Consider the following:

import pulp as pl
import pandas as pd

availables = pd.DataFrame(
    [
        ["RB", "Christian McCaffrey", 15033483, "RB/FLEX", 10000, 30.95],
        ["WR", "Michael Thomas", 15033799, "WR/FLEX", 9000, 24.62],
        ["QB", "Lamar Jackson", 15033397, "QB", 8100, 29.85],
        ["RB", "Dalvin Cook", 15033485, "RB/FLEX", 7900, 21.62]
    ],
    columns=["position", "displayName", "Roster", "Position", "salary", "points"]
)

##################################################################
# Set constraints
##################################################################
salaries = {}
points = {}
players = {}

for position in availables.position.unique():
    available_for_position = availables[availables.position == position]
    players[position] = list(available_for_position.Roster.values)

    salaries[position] = {
        player_roster: salary for player_roster, salary in
        zip(players[position], available_for_position.salary.values)
    }
    points[position] = {
        player_roster: _points for player_roster, _points in
        zip(players[position], available_for_position.points.values)
    }

positions_available = {
    "QB": 1,
    "RB": 2,
    "WR": 3,
    "TE": 1,
    "FLEX": 1,
    "DST": 1
}

flexible_positions = ("RB", "WR", "TE")

SALARY_CAP = 50000

# Player variables['QB'][15033483] denotes whether Lamar Jackson is selected
variables = {position: pl.LpVariable.dict(position, players[position], cat="Binary")
             for position in players}

##################################################################
# Problem Definition
##################################################################

prob = pl.LpProblem("Fantasy", pl.LpMaximize)
rewards = []
costs = []
number_of_selected_players = []

for position, players in variables.items():
    for player, player_selected in players.items():
        # If this player is selected, he will add salaries and points
        costs += salaries[position][player] * player_selected
        rewards += points[position][player] * player_selected
        number_of_selected_players += player_selected

    # Of this position, if it does not support FLEX, at most `positions_available`
    # are supported.

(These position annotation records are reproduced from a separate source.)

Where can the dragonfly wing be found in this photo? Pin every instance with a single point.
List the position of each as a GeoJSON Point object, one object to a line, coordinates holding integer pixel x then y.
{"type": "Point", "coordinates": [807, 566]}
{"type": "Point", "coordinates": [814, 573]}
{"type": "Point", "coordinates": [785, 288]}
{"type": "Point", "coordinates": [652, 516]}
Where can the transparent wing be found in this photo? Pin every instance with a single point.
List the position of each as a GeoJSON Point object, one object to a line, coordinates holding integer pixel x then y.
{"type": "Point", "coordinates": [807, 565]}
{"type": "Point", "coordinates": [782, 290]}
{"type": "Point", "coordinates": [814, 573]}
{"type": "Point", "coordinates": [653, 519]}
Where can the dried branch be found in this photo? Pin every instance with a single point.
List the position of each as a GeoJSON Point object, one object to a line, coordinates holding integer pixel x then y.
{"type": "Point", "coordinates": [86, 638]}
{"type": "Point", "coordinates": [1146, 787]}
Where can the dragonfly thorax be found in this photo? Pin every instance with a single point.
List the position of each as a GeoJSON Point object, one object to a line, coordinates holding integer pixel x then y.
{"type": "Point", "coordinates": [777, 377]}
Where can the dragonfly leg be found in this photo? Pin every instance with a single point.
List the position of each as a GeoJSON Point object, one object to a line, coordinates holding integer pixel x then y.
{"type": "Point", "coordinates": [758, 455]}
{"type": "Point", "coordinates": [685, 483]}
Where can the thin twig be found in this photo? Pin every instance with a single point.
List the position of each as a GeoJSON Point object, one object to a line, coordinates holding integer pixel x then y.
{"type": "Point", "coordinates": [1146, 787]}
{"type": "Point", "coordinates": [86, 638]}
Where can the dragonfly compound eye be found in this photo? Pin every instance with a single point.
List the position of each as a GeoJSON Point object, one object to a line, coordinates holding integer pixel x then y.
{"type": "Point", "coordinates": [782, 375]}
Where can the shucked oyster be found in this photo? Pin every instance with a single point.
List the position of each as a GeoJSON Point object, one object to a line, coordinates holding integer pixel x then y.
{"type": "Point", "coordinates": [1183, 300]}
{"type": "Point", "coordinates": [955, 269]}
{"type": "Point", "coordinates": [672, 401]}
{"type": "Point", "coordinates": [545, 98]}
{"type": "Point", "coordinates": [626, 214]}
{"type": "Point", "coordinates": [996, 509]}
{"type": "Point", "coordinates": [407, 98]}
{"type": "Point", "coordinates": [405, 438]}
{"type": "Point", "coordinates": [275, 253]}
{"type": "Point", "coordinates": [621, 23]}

If it does support FLEX, increment that by
    # `flexible_positions_available`
    if position not in flexible_positions:
        prob += pl.lpSum(players.values()) == positions_available[position]
    else:
        # We need at least `positions_available` players on this position and at
        # most`positions_available + flexible_positions_available` players
        prob += pl.lpSum(players.values()) >= positions_available[position]
        prob += (pl.lpSum(players.values())
                          <= positions_available[position] + positions_available["FLEX"])

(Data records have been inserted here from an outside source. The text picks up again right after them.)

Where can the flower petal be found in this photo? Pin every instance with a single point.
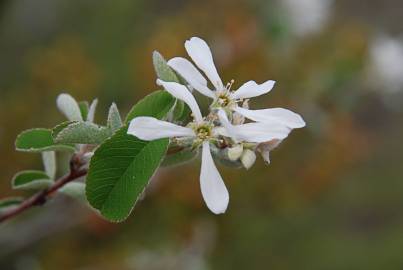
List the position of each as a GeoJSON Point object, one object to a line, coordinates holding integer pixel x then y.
{"type": "Point", "coordinates": [181, 92]}
{"type": "Point", "coordinates": [252, 89]}
{"type": "Point", "coordinates": [280, 115]}
{"type": "Point", "coordinates": [254, 132]}
{"type": "Point", "coordinates": [189, 72]}
{"type": "Point", "coordinates": [212, 186]}
{"type": "Point", "coordinates": [149, 128]}
{"type": "Point", "coordinates": [200, 53]}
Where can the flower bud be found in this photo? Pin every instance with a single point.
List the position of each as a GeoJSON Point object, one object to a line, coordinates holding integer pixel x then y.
{"type": "Point", "coordinates": [234, 153]}
{"type": "Point", "coordinates": [248, 158]}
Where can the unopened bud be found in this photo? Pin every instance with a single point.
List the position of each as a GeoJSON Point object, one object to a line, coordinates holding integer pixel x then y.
{"type": "Point", "coordinates": [234, 153]}
{"type": "Point", "coordinates": [248, 158]}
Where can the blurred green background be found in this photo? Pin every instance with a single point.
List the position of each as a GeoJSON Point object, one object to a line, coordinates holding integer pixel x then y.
{"type": "Point", "coordinates": [332, 197]}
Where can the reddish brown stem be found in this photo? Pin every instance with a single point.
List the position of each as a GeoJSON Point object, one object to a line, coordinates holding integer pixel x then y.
{"type": "Point", "coordinates": [41, 197]}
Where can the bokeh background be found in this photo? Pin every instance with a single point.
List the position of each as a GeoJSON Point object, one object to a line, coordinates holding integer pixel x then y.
{"type": "Point", "coordinates": [332, 197]}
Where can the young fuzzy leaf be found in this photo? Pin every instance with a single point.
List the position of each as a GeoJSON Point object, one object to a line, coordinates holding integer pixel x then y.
{"type": "Point", "coordinates": [31, 180]}
{"type": "Point", "coordinates": [56, 130]}
{"type": "Point", "coordinates": [39, 140]}
{"type": "Point", "coordinates": [69, 107]}
{"type": "Point", "coordinates": [119, 171]}
{"type": "Point", "coordinates": [157, 104]}
{"type": "Point", "coordinates": [75, 190]}
{"type": "Point", "coordinates": [83, 133]}
{"type": "Point", "coordinates": [84, 108]}
{"type": "Point", "coordinates": [123, 165]}
{"type": "Point", "coordinates": [49, 162]}
{"type": "Point", "coordinates": [114, 120]}
{"type": "Point", "coordinates": [164, 72]}
{"type": "Point", "coordinates": [91, 111]}
{"type": "Point", "coordinates": [7, 203]}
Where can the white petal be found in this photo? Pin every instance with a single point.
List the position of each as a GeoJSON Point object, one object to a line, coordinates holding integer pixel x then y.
{"type": "Point", "coordinates": [149, 128]}
{"type": "Point", "coordinates": [181, 92]}
{"type": "Point", "coordinates": [254, 132]}
{"type": "Point", "coordinates": [200, 53]}
{"type": "Point", "coordinates": [280, 115]}
{"type": "Point", "coordinates": [212, 186]}
{"type": "Point", "coordinates": [189, 72]}
{"type": "Point", "coordinates": [252, 89]}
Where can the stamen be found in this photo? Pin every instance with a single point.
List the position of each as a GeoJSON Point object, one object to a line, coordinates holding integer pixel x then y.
{"type": "Point", "coordinates": [229, 84]}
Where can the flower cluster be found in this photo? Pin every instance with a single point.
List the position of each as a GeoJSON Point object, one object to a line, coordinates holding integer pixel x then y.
{"type": "Point", "coordinates": [224, 130]}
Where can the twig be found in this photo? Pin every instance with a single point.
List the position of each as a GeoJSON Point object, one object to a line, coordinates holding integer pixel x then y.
{"type": "Point", "coordinates": [41, 197]}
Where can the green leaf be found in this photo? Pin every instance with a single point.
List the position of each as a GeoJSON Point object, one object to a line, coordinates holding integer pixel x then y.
{"type": "Point", "coordinates": [157, 104]}
{"type": "Point", "coordinates": [49, 162]}
{"type": "Point", "coordinates": [91, 111]}
{"type": "Point", "coordinates": [75, 190]}
{"type": "Point", "coordinates": [56, 130]}
{"type": "Point", "coordinates": [83, 133]}
{"type": "Point", "coordinates": [164, 72]}
{"type": "Point", "coordinates": [84, 108]}
{"type": "Point", "coordinates": [31, 180]}
{"type": "Point", "coordinates": [39, 140]}
{"type": "Point", "coordinates": [10, 202]}
{"type": "Point", "coordinates": [119, 171]}
{"type": "Point", "coordinates": [122, 166]}
{"type": "Point", "coordinates": [69, 107]}
{"type": "Point", "coordinates": [114, 120]}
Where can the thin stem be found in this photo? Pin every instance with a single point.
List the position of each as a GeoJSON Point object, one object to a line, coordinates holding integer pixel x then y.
{"type": "Point", "coordinates": [42, 196]}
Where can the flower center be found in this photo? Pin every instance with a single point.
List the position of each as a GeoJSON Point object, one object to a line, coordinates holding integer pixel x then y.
{"type": "Point", "coordinates": [223, 99]}
{"type": "Point", "coordinates": [203, 132]}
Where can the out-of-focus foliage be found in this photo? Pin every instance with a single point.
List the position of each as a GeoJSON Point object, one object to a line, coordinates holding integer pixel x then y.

# In total, we need exactly `positions_available` players
prob += pl.lpSum(number_of_selected_players) == sum(positions_available.values())

prob += pl.lpSum(rewards)
prob += pl.lpSum(costs) <= SALARY_CAP
prob.solve()

You keep track per player whether he has been selected. Then, you allow for at most positions_available players in that position, unless it's a "flexible" position, then you allow for between positions_available and positions_available + positions_available['FLEX'].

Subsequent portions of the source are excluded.